The University of Saskatchewan is about to take a huge step forward into the high-tech world of insect management and research.
The U of S in Saskatoon announced last week that it has secured funding from the Canadian Foundation for Innovation (CFI) to establish a biosecure insect research and containment facility on campus.
The new facility, which will cost an estimated $1.2 million to build, will be located on the sixth floor of the university’s existing agriculture building and will allow entomologists to store, raise, observe and research insects under controlled environmental conditions.
The project is one of seven at the U of S that will share in more than $1.2 million worth of funding from the CFI’s John R. Evans Leaders Fund.
Sean Prager, an entomolologist at the U of S, said the investment in the biosecure insect containment facility will enhance the university’s research capacity in entomology and will allow researchers and students to learn more about a wide variety of pests and how they interact with important agricultural crops.
“Ultimately, what we’re building is a really fancy series of rooms … or a specialized lab that’s designed for keeping and maintaining insects … under quarantine conditions,” Prager said.
“It allows us to keep insects that might otherwise escape into the environment and… would be potentially hazardous.”
The biosecurity component of the proposed facility is something akin to a Hollywood movie.
Authorized users will enter the facility through specialized entry system to ensure proper quarantine conditions.
Inside the facility, specially equipped rooms will be used to raise and house the insects and observe interactions with agricultural crops and weed species under controlled environmental conditions.
The space will also feature reverse ventilation systems designed to keep potential insect escapees inside, as well as specialized lighting systems that keep light-seeking insects from straying outside the research facility.
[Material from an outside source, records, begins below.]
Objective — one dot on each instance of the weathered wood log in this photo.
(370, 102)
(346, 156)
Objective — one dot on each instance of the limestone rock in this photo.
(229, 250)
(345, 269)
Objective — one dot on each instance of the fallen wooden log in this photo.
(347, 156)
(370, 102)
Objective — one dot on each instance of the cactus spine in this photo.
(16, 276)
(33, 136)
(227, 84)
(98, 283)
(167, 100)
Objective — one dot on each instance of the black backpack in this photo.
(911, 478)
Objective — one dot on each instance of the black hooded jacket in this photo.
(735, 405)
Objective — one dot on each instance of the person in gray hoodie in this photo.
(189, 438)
Environmental conditions inside the insect-rearing chambers and research areas — including humidity and temperature — will be computer controlled to allow for optimal conditions and 24-7 monitoring.
The high-tech lab — officially known as a plant protection containment, level 2, quarantine facility — will allow Prager and other entomology researchers including students, post-doctoral scholars and Agriculture Canada collaborators to learn more about how insects can be controlled and how the damage they cause can be reduced.
“The only similar facility between here and Winnipeg is actually at Agriculture Canada,” Prager said.
“They have a similar facility at the Saskatoon Research Centre — so just across the parking lot — but it’s restricted in that capacity so part of the reason we needed this new facility is so that we and our collaborators at Ag Canada have more space,” he added.
“This project will more than double the available space for this kind of work.”
Across Canada, entomologists, agriculturalists and horticulturalists are dealing with an increasing cast of potentially harmful insect pests.
As climate patterns change and cropping decisions evolve, new pests will emerge and become significant economic and ecological threats.
“One of the reasons that we’re building the facility… is that because we’re diversifying in what we grow and because our winters aren’t as bad as they used to be and we’re seeing the effects of climate change, it seems to me that we have a new and increasing cast of problematic insects,” Prager said.
Completion of the facility has been delayed by the COVID-19 pandemic but the researchers are hopeful the facility will be up and running in 2021.